Zella and Matilda slouched in their chairs as she barked the class requirements like marching orders. Portfolio was the only class held in the auditorium. Ms. Man looked small and dictatorial on the large stage. A scattershot of kids splayed amongst the rows made the room feel empty.
Zella still wiggled in her chair, trying to get used to the idea of being in class. "What'd you do last night?"
"Um…I don’t know." Matilda never got asked things like that. She looked up. Ms. Man was giving them a stern eye. The girls grudgingly tugged notebooks and writing utensils from their bags and tuned into the lecture:
"…the art work is to be perused vicariously. In doing so, a picture emerges of the way Jack Mackerel re-interpreted performance pseudo-sculpture. When convoluting one's personal grid of perception, we risk a pedestrian mix of bake-sale ingredients coalescing into a multi-omniscient theory of art orientation, ad nauseum. The mutable, inchoate historical context belies a murky avant-garde, buoyed by no small dearth of imagination. The pre-and-post-distopian confusion created an almost tragicomic contextual self-dramatization. Therefore, it is easy to see why most iconoclastic, unformed statements of the zeitgeist, albeit ensconced in artworks unrecognizable to the larger cultural milieu, were never-the-less created by Mackerel, probably. Redefining 'anti-art' by pointing at what it was not, allowed him to successfully skirt any sort of showy un-involvement with the shaky notion of an 'art community'. The neo-irrelevantists of the day were hostile to dialog with 'danger boy' Mackerel. The seasons of output following his early-mid-late period afforded a disciplined rejection of sophistication doctrine and a platonic macro-perception, uninhibited by any kind of cohesive, self-flatulating juxtaposition of disconsolate sentiment, and jubilant belligerence. Mackerel's pervasive and carefully orchestrated social mock-disregard incited a group of…"
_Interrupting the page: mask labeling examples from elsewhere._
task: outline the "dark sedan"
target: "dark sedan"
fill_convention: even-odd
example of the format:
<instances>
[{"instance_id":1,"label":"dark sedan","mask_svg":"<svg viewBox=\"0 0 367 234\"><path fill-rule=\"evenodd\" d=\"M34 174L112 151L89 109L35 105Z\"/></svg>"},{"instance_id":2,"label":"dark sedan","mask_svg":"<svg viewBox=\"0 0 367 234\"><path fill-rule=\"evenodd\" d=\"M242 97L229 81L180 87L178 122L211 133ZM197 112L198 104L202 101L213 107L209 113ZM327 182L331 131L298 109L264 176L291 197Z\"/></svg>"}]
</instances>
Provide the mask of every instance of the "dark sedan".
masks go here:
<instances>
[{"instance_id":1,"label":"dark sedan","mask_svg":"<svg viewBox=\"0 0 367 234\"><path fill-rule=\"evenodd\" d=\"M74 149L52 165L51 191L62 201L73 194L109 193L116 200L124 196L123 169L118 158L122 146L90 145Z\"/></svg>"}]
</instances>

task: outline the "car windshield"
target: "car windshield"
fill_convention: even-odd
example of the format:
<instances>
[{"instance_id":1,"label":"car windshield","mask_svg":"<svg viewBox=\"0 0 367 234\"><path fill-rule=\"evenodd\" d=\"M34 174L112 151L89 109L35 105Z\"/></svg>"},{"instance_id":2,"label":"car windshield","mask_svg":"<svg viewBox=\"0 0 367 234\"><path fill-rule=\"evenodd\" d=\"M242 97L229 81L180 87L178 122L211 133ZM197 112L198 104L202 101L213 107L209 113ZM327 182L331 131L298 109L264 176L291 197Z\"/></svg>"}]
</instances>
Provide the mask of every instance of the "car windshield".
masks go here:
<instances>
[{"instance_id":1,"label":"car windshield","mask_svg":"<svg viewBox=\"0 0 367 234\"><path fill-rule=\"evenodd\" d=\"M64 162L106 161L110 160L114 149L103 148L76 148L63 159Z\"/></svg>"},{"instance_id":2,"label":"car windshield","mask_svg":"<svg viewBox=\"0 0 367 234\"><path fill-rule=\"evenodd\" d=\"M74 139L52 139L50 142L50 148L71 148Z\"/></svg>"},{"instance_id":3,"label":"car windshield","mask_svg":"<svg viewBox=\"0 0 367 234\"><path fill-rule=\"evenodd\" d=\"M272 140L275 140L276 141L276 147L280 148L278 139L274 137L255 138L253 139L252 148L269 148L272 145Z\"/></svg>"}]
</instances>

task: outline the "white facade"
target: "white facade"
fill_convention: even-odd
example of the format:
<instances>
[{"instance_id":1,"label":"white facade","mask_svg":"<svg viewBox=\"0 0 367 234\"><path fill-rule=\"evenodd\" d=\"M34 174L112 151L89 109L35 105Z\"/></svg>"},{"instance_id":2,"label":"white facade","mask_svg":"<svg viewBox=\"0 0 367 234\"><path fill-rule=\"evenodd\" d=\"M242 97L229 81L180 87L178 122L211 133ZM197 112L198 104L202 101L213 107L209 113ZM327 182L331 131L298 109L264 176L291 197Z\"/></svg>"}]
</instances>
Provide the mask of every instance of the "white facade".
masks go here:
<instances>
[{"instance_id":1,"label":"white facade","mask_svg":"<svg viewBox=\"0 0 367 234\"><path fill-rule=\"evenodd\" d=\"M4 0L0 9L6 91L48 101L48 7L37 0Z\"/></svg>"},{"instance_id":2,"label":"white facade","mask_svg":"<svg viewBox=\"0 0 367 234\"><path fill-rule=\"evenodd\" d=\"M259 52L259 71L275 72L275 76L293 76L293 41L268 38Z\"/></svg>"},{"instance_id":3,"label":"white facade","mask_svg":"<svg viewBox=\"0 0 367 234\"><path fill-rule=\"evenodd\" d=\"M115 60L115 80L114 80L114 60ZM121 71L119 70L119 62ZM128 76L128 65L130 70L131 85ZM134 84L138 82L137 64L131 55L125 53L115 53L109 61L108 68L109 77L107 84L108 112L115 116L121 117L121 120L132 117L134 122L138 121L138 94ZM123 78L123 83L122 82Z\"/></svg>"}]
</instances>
"Are you getting this down?" Matilda. Whispering, panicked.
"Don’t worry." There wasn’t a pen anywhere near Zella's paper. "This class is easy." The droning from the front of the room continued, Ms. Man’s nasal creating modality harmonizing with the steady hum of the slide projector.

"…in the contemporaneous life-world. His disciples could achieve no empathy with the wider aesthetic agnosticism. The null-and-void framing device, definitively a post-modern anarchistic stratagem, discouraged would-be imitators from filching, referencing, or indeed even knowing about their work. The implied ideological bias was folded-in to the larger thought-form of radically sensitive misanthropy. Mackerel's unified anti-manifesto, while never directly stated, irregardless whipped his constituents into a frenzy of converging artistic and mock-conscious thought streams. They operated on the subtext that 'art' does not equal 'art', and thus, what we find when a revisionist subjective doctrine rears its ugly head is that…"
"It doesn’t sound easy to me." Matilda. Whispering again now. Zella replied in a stage voice:
"Listen, on the test just answer that every question is impossible to answer because of cultural bias and, you know, shifting context or some shit like that. Then, at the end, complain about how much better arts-funding is in other developed countries. You'll get a 100 every time. I had an A in this class last year until I stopped coming…"
"You stopped because of the pregnancy right?" A concerned whisper.
"Shut the fuck up, Matilda. Don’t think that because we're in class right now, I won't scratch your beady little eyes out."
"Jeez. Sorry. I was just kidding."
"Oh. I mean…so was I. Let's go do lunch."
Zella stood and put her things in her bag, oblivious to the continuing lecture. Matilda was too embarrassed to follow her out.